The Probationer's Catechism
- Author: S. Olin Garrison
- Language: English (with translations into other languages)
- Genre: Catechism
- Published: 1883
- Publisher: Phillips & Hunt
- Publication place: United States
- Pages: 80 pages (Hardcover)

= The Probationer's Catechism =

1883 publication

The Probationer's Catechism, also called The Probationer's Handbook, is a catechism authored by Methodist divine S. Olin Garrison for probationary members of the Methodist Episcopal Church seeking full membership. First published in 1883, it has been the most used probationer's manual in the history of Methodism in the 19th and 20th centuries. It was widely used in the thirty years since it was first printed, with over a half-million sold. Several editions of The Probationer's Handbook have been released, including those of "1885, 1887, 1896, 1904, and 1909." The period of probationary membership in Methodist connexions normatively lasts six months. As such, the text provides a "topic and resources for each of the six months for the prescribed probationary period."

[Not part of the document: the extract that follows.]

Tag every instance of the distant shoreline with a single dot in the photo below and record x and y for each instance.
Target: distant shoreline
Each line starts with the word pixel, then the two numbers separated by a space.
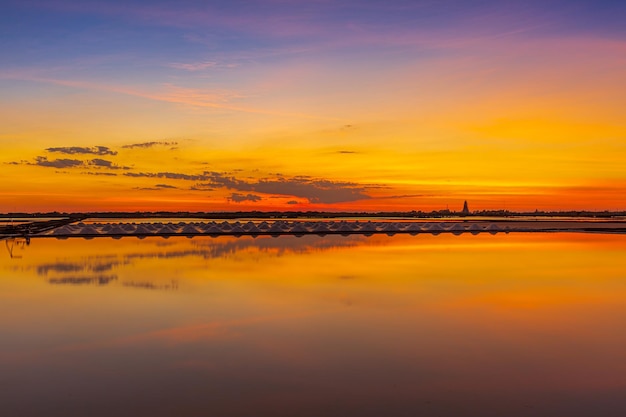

The Probationer's Catechism teaches Methodist history, doctrine and polity; it includes the Articles of Religion, General Rules, as well as holiness standards on "amusements, dress marriage, temperance, and tobacco". The Baptismal Covenant, Apostles' Creed, General Confession, Ten Commandments, as well as the rite for baptism, the rite for the reception of probationary members, and the rite for receiving probationers as full members are contained in The Probationer's Catechism, along with a prayer of consecration. The book includes lectures that would be important to Methodist probationers, such as "Duty of Church Membership" by Bostwick Hawley.